When there are multiple testing time points, such as in longitudinal designs, F-tests (ANOVA) are used.
Types of ANOVA:
- One-way ANOVA:
  - Used for independent groups with one grouping factor.
  - Example: assessing differences in bench press 1RM between three competition levels in Rugby League.
- Factorial ANOVA:
  - Used when there is more than one grouping factor.
  - Example: grouping based on competition level and selection status within that level.
- One-way repeated measures ANOVA:
  - Used for multiple dependent measures, i.e., repeated measurements on the same participant across more than two occasions.
- Factorial (two-way) repeated measures ANOVA:
  - Used for more than two groups (e.g., selected vs. not selected) over multiple measurement times.
  - Example: start, mid, and end of the season.

F-tests (ANOVA) indicate if there is a difference between groups but do not specify where that difference lies.
A main effect for a factor (e.g., competition level) indicates a statistical difference exists somewhere among the groups.
Post hoc comparisons are used to determine exactly where the differences lie through pairwise comparisons.
Performing multiple comparisons increases the risk of a Type I error (rejecting the null hypothesis when it's true).
Corrections for Type I error:
- Bonferroni correction: Takes the p-value and divides it by the number of groups.
- HOME (sequentially rejected Bonferroni): Ranks the order of differences to solve for conservatism.
- Tukey test and Scheffé test.
- The researcher decides which correction is most appropriate for the research design.

Used when data does not fit a normal distribution.
Alternatives to t-tests:
- Two-sample Mann-Whitney U test: For assessing two independent groups.
- Wilcoxon Signed Rank test: For paired or dependent data in two time points.
Alternative to one-way ANOVA: Kruskal-Wallis test (for more than two groups).
For more than two factors and two groups:
- Aligned Rank Transformation: Assesses the interaction effect by transforming the data and ranking medians.
For one group in a longitudinal within-participant design: Friedman test.

Null hypothesis tests provide a description that there is a difference between groups or time points on some level.
They are somewhat binary; either there is or isn't a difference based on a statistical outcome.
Statistical outcomes don't always align with practically relevant outcomes.
Small changes in performance can have large effects on competition outcomes, which may not be detected statistically without very large data sets.
Hypothesis tests assess performance change or differences between groups on a group level, not at an individual athlete level.
They don't provide information about the magnitude of the difference.
Tests are heavily impacted by the distribution of the data.
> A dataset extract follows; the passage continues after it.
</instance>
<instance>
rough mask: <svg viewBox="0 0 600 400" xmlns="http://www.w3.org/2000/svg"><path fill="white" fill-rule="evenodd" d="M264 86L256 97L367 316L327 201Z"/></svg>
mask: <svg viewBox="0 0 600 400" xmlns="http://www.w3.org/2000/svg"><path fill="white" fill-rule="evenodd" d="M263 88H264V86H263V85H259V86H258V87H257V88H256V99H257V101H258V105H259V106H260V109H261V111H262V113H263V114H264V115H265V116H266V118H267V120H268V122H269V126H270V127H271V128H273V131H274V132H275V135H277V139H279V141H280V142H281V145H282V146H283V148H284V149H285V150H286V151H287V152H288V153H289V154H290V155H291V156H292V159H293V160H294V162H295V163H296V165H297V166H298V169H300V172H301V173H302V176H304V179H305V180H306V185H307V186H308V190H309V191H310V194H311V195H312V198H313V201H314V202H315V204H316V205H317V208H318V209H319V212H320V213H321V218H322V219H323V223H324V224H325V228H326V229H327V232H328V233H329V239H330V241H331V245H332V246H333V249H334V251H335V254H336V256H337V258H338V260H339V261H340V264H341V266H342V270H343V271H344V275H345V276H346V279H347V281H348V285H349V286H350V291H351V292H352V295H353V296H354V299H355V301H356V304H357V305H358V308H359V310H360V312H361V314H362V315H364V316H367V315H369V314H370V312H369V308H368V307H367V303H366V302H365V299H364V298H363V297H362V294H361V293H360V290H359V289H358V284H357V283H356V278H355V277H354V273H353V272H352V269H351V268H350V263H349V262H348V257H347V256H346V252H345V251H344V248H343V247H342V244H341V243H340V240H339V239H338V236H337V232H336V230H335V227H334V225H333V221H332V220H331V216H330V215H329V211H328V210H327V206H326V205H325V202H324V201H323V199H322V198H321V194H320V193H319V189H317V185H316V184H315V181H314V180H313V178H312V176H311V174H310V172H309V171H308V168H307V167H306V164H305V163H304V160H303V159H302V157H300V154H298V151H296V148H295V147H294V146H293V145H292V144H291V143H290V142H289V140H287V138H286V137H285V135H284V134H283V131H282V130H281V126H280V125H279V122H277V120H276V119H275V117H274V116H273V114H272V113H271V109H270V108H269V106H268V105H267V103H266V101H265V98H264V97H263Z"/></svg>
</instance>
T-tests are sensitive to non-normally distributed data.
ANOVA models are somewhat robust to violations of distribution assumptions but are still impacted by large deviations.
The size of the sample impacts the accuracy of statistical outcomes.
Small samples may not be representative of the population, affecting the inferences that can be drawn from the tests and especially increasing the risk of type II errors.